The roles that platelet MVs (PMVs), previously known as “platelet dust”, play in complementing the
various physiological functions of platelets are the subject of active research and clinical interest at
Nu-Vet Biologics. In vivo, PMVs can be released from platelets under normal physiological conditions
or as a result of activation, stress, or apoptosis. From a study of surface markers, PMVs are probably
the most abundant MVs in healthy subjects, accounting for 70%–90% of those circulating in the blood
[8], with a range of approximately 100–1000/µL. The remaining MVs are released by endothelial cells,
leucocytes, and red blood cells.
As PMVs can express functional receptors from platelet membranes and are platelet-based
nanoparticles, they are increasingly regarded as being instrumental in platelet–cell and cell–cell
communication. They contain bioactive molecules capable of transferring messages to neighboring or
target cells. As such, PMVs can potentially be a benefit to the cellular environment in a wound that is
interacting with the blood vasculature as they expose a procoagulant platelet surface and act as a
conveyer of a range of bioactive molecules, including growth factors and other signaling molecules,
and genetic materials, including miRNAs. Whereas PMVs can amplify the actions of activated
platelets and may have beneficial effects in enhancing vascular tissue repair and regeneration.

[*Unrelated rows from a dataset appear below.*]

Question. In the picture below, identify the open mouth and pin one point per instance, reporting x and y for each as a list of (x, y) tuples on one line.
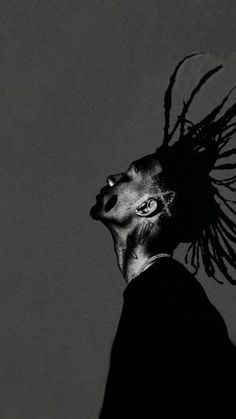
[(111, 203)]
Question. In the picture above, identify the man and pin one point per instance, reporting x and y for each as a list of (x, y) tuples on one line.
[(171, 347)]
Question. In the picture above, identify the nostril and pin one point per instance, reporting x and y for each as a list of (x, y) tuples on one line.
[(111, 180)]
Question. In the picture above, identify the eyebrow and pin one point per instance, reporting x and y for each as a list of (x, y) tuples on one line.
[(135, 165)]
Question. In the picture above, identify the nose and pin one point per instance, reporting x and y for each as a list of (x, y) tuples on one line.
[(113, 179)]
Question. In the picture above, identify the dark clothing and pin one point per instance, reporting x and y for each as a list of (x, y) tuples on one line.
[(171, 348)]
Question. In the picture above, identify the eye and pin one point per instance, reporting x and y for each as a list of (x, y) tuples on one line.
[(125, 177)]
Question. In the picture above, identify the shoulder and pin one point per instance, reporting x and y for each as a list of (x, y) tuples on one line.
[(168, 289)]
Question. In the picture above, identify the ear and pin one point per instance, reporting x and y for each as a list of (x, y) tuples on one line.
[(147, 208)]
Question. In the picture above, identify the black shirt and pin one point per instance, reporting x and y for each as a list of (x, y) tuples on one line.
[(171, 349)]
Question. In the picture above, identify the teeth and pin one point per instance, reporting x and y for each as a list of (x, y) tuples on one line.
[(111, 203)]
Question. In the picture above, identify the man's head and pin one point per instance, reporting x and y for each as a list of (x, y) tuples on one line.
[(133, 195)]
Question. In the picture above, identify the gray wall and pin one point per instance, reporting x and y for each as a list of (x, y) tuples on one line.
[(82, 86)]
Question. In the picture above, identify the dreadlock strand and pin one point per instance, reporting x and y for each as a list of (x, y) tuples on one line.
[(168, 96), (181, 119)]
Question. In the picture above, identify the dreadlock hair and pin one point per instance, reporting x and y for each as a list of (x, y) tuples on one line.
[(202, 214)]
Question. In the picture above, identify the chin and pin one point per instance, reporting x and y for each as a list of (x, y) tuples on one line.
[(95, 212)]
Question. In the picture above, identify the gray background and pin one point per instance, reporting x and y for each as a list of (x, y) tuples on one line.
[(82, 85)]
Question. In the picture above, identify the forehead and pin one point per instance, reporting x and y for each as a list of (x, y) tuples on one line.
[(147, 165)]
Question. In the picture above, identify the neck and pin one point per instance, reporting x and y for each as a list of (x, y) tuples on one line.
[(134, 250)]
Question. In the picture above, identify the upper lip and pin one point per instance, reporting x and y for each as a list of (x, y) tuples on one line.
[(103, 191)]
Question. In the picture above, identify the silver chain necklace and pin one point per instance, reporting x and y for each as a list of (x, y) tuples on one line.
[(150, 261)]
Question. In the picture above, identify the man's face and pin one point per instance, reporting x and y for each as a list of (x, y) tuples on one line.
[(117, 201)]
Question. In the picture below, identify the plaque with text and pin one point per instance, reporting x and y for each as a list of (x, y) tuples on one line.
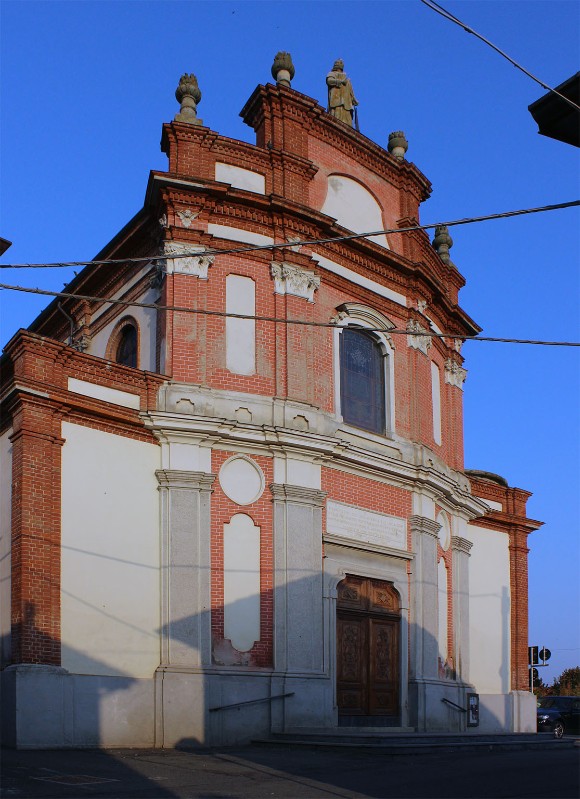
[(365, 525)]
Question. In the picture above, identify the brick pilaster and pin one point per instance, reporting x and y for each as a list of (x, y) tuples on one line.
[(36, 473)]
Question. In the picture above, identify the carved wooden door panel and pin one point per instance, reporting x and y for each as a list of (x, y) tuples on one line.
[(367, 648), (352, 669), (383, 668)]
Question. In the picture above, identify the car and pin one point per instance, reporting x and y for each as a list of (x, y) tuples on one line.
[(559, 715)]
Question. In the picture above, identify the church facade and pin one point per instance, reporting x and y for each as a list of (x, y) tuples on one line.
[(234, 500)]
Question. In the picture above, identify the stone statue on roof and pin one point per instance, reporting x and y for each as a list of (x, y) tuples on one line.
[(341, 100)]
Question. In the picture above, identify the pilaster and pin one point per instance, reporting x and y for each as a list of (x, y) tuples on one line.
[(424, 645), (461, 548), (185, 567), (35, 580), (299, 637)]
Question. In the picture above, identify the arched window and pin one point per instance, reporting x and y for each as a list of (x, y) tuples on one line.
[(364, 369), (124, 344), (362, 380)]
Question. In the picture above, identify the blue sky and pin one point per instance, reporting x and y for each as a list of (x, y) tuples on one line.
[(87, 85)]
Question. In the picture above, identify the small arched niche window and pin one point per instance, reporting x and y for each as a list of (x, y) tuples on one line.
[(362, 380), (124, 343), (365, 371)]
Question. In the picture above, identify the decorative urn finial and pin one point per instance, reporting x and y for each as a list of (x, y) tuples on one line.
[(442, 242), (283, 69), (398, 144), (188, 95)]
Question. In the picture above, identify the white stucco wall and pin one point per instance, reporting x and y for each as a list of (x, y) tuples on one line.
[(110, 554), (436, 402), (240, 333), (354, 207), (146, 320), (5, 542), (489, 610), (442, 589), (242, 582)]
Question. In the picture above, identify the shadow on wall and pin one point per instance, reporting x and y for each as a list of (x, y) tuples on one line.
[(210, 692)]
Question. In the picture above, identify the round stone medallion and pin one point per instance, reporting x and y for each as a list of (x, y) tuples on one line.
[(242, 480)]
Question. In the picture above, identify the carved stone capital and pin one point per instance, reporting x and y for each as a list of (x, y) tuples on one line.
[(455, 374), (283, 492), (195, 481), (290, 279), (414, 339), (421, 524), (184, 260), (187, 216), (461, 544)]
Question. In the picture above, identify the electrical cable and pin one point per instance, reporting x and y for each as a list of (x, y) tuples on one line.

PMVs may have a function in development, angiogenesis, wound healing, and more generally in
tissue remodeling, possibly acting as naturally occurring liposome-like structures able to serve as
delivery carriers of growth factors to damaged cells and tissues. PMPs can indeed play a positive
role in endothelium tissue repair. The addition of PMVs to endothelial outgrowth cells (EOCs)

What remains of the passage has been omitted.